March 31 - the last day of financial year - is only a few days away. So if you want to save on income tax outgo during FY18 (April 1 ,2017-March 31, 2018), you may consider investing in nine small savings schemes offered by post offices. The Department of Posts or India Post offers nine small savings investment schemes: Post Office Savings Account, 5-Year Post Office Recurring Deposit Account (RD), Post Office Time Deposit Account (TD), Post Office Monthly.



Post Office Savings Account

This account can be opened by cash only. The minimum balance to be maintained in a non-cheque facility account is Rs 50. The interest earned on post office savings accounts is tax-free up to Rs 10,000 per year from financial year 2012-13. The interest payable is 4 per annum on individual / joint accounts, according to indiapost.gov.in, the official website of India Post.

5-Year Post Office Recurring Deposit Account (RD)


This account can be opened by cash/cheque and in case of Cheque the date of deposit shall be date of presentation of cheque. This RD account can be transferred from one post office to another and any number of accounts can be opened in any post office, said India Post. There is rebate on advance deposit of at least six installments. Interest rate with effect from 1.01.2018, is 6.9 per cent per annum (quarterly compounded).

Post Office Time Deposit Account (TD)

This account may be opened by an individual by cash/cheque. A nomination facility is available at the time of opening and also after opening of account. It can be transferred from one post office to another. Interest is payable annually but is calculated quarterly.

From 1.01.2018, interest rates are as follows:-
​Period Rate
1yr.A/c - 6.60%
2yr.A/c - ​6.7%
3yr.A/c - 6.90%
​​5yr.A/c - 7.40%


The investment under 5 years TD qualifies for the benefit of Section 80C of the Income Tax (IT) Act, 1961 from 1.4.2007.

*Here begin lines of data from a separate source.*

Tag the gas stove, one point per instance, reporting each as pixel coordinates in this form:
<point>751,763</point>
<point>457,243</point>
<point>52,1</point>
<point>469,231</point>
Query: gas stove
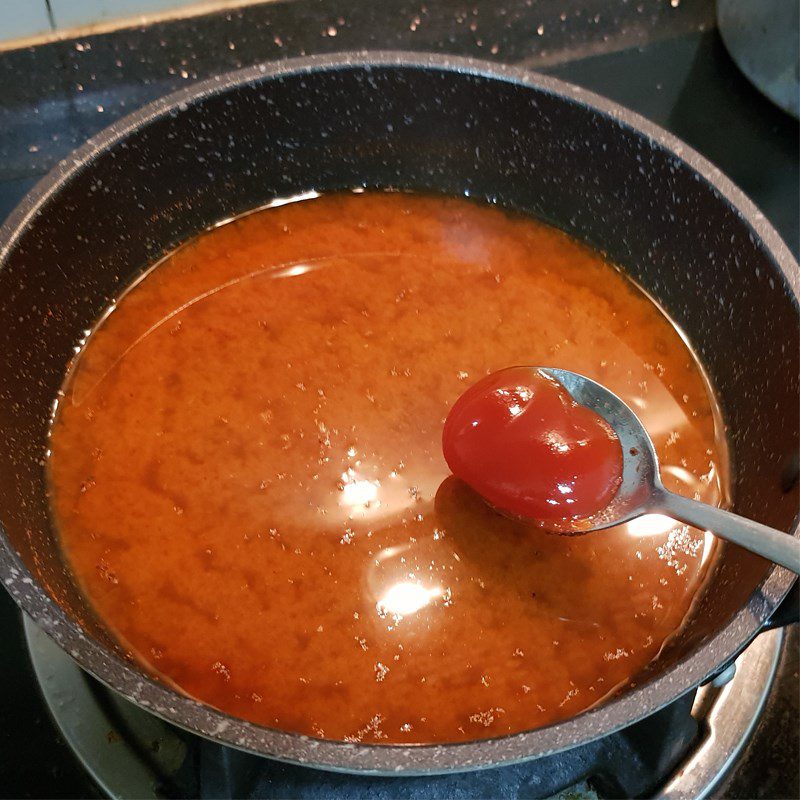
<point>62,733</point>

Post Office Monthly Income Scheme Account (MIS)

Post Office Monthly Income Scheme or MIS is a popular investment scheme wherein an individual invests a particular amount and gets an assured monthly income in the form of interest. From 1.01.2018, interest rates are paid monthly at a rate of 7.3 per cent per annum. The maximum investment limit is Rs 4.5 lakh in single account and Rs 9 lakh in joint accounts.

Senior Citizen Savings Scheme (SCSS)

An individual of the age of 60 years or more may open this account. From 1.07.2017, interest rates are as follows:- 8.3 per cent per annum, payable from the date of deposit of 31st March/30th Sept/31st December in the first instance and thereafter, interest shall be payable on 31st March, 30th June, 30th Sept and 31st Decemberm said India Post. This account can be opened by cash for the amount below Rs 1 lakh and for Rs 1 lakh and above by cheque only.

15-year Public Provident Fund Account (PPF)
An individual can open a PPF account with India Post with Rs 100 but has to deposit minimum of Rs 500 in a financial year and maximum Rs 1,50,000. From 1.01.2018, interest rate being offered is 7.6 per cent per annum (compounded yearly). Deposits in PPF accounts qualify for deduction from income under Section 80C of the IT Act.

National Savings Certificates (NSC)

A single holder type certificate can be purchased by, an adult for himself or on behalf of a minor or by a minor. From 1.01.2018, interest rate offered is 7.6 per cent compounded annually but payable at maturity. NSC deposits qualify for tax rebate under Section 80C of IT Act.

Kisan Vikas Patra (KVP)

A KVP certificate can be purchased by an adult for himself or on behalf of a minor or by two adults. From 1.01.2018, interest rates offered is 7.3 per cent compounded annually. A minimum of Rs. 1000 and in multiples of Rs 1000 must be invested. There is no maximum limit on investment.

Sukanya Samriddhi Accounts

A legal Guardian/Natural Guardian can open account in the name of girl child. The rate of interest offered is 8.1 per cent per annum with effect from 1.01.2018,calculated on a yearly basis and compounded yearly.